Exploratory data analysis#
In this lecture, we’ll talk about EDA (exploratory data analysis) using the python framework seaborn. EDA is the process of using graphs to uncover features in your data often interactively. EDA is hard to quantify, but is touted by most applied data scientists as a crucial component of their craft. EDA is often summarized by the famous sayings
A picture is worth a 1,000 words
Or saying how impactful intrer-ocular content is (i.e. when information hits you right between the eyes).
I’m using Seaborn as the framework. There’s several plotting frameworks in python, but I find that seaborn has the nicest default plotting options. Also, it’s built on top of matplotlib, which is the main plotting library for DS for python.
Let’s start with loading up some libraries.
import numpy as np
import pandas as pd
import seaborn as sns
import matplotlib.pyplot as plt
## this sets some style parameters
sns.set()
First let’s download the data. Then we’ll read it in and drop some columns that aren’t needed for this analysis.
## Reading it in, keeping only volume
df = pd.read_csv("https://raw.githubusercontent.com/bcaffo/ds4bme_intro/master/data/kirby21.csv")
df = df.drop(['Unnamed: 0', 'rawid', 'min', 'max', 'mean', 'std'],\
axis = 1)
df.head(4)
roi | volume | type | level | id | icv | tbv | |
---|---|---|---|---|---|---|---|
0 | Telencephalon_L | 531111 | 1 | 1 | 127 | 1378295 | 1268519 |
1 | Telencephalon_R | 543404 | 1 | 1 | 127 | 1378295 | 1268519 |
2 | Diencephalon_L | 9683 | 1 | 1 | 127 | 1378295 | 1268519 |
3 | Diencephalon_R | 9678 | 1 | 1 | 127 | 1378295 | 1268519 |
Let’s look at the Type 1 Level 1 data and create a variable called comp
which is brain composition, defined as the regional volumes over total brain volume.

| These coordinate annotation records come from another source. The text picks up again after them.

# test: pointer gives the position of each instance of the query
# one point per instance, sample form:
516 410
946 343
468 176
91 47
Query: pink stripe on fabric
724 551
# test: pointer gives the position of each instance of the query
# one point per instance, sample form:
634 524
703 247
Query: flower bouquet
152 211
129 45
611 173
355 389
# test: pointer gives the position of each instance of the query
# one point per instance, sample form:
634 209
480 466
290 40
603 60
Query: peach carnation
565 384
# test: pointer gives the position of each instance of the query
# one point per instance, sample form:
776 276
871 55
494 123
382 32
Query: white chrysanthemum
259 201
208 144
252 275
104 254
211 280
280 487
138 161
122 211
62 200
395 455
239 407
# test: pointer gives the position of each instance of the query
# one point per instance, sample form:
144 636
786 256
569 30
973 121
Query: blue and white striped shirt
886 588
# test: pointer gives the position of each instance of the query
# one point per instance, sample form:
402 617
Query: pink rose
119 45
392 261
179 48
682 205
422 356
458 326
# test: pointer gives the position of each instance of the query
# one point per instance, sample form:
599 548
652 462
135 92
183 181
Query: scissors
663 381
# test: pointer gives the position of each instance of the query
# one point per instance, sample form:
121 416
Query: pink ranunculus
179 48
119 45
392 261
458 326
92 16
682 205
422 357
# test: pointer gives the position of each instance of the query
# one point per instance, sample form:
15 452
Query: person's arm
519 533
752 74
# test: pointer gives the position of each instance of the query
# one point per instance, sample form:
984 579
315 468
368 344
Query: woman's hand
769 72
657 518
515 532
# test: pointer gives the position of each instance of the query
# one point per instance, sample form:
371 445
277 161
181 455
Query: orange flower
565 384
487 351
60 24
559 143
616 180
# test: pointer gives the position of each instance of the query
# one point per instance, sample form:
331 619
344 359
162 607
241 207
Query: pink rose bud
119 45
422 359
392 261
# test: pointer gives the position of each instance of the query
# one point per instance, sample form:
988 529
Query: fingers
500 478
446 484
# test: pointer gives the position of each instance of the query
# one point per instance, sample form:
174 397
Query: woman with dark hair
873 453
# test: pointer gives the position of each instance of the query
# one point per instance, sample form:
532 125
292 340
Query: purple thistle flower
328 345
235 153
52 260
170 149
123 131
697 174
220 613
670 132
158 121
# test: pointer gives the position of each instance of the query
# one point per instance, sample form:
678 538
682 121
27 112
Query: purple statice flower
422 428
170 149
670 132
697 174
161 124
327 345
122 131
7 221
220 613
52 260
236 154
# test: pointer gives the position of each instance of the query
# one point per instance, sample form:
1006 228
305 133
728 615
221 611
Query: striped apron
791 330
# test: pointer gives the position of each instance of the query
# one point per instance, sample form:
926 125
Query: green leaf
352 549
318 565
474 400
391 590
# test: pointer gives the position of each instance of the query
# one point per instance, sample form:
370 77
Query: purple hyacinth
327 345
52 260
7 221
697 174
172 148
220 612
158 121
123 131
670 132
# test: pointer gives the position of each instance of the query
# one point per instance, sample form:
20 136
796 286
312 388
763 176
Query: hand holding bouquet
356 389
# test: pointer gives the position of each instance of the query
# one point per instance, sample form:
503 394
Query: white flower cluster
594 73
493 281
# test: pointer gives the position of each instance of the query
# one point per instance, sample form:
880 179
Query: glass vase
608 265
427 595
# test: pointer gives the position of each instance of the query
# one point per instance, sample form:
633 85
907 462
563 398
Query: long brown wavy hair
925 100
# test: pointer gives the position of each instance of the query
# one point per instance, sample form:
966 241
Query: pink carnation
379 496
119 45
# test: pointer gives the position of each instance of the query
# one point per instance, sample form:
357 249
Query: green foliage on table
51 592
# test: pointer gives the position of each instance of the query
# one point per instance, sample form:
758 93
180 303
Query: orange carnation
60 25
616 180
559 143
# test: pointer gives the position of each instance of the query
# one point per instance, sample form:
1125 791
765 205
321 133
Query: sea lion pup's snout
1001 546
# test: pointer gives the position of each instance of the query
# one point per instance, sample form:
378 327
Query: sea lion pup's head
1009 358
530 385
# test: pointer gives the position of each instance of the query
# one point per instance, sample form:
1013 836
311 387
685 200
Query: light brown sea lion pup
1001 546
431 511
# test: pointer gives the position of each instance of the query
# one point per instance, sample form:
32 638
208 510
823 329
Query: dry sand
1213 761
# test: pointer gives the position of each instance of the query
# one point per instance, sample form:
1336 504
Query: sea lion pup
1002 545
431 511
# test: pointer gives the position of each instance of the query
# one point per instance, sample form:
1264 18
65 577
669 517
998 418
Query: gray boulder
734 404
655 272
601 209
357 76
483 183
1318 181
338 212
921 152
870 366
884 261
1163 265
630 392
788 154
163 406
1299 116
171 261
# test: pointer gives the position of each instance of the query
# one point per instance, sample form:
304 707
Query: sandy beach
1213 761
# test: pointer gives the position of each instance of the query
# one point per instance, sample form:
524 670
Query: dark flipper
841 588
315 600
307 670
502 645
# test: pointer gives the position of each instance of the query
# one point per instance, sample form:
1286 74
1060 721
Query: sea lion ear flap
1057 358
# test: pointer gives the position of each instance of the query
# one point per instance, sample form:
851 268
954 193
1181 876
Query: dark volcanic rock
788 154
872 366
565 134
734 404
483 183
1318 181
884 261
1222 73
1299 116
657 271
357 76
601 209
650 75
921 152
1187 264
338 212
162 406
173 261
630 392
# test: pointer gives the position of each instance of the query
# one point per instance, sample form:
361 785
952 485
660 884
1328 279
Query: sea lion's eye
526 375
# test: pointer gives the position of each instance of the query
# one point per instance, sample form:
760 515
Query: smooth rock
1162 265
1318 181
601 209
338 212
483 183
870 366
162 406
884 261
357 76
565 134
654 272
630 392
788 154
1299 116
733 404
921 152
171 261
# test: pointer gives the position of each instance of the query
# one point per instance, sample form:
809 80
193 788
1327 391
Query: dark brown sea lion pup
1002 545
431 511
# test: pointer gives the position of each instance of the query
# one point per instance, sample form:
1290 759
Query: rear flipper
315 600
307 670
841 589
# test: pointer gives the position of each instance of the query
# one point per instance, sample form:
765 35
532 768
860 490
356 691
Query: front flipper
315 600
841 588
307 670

We’ll do this by selecting roi
and comp then grouping by roi
and taking the mean of the compostions.
## Extract the Type 1 Level 1 data
t1l1 = df.loc[(df.type == 1) & (df.level == 1)]
## create a composition variable
t1l1 = t1l1.assign(comp = t1l1.volume / t1l1.tbv)
t1l1 = t1l1.loc[t1l1.roi != 'CSF']
## get the mean of the composition variable across
## subjects by ROI
summary = t1l1[['roi', 'comp']].groupby('roi', as_index=False).mean()
print(summary)
roi comp
0 Diencephalon_L 0.007563
1 Diencephalon_R 0.007634
2 Mesencephalon 0.008647
3 Metencephalon 0.124883
4 Myelencephalon 0.003785
5 Telencephalon_L 0.420305
6 Telencephalon_R 0.427184
OK, let’s try our first plot, a seaborn bar plot.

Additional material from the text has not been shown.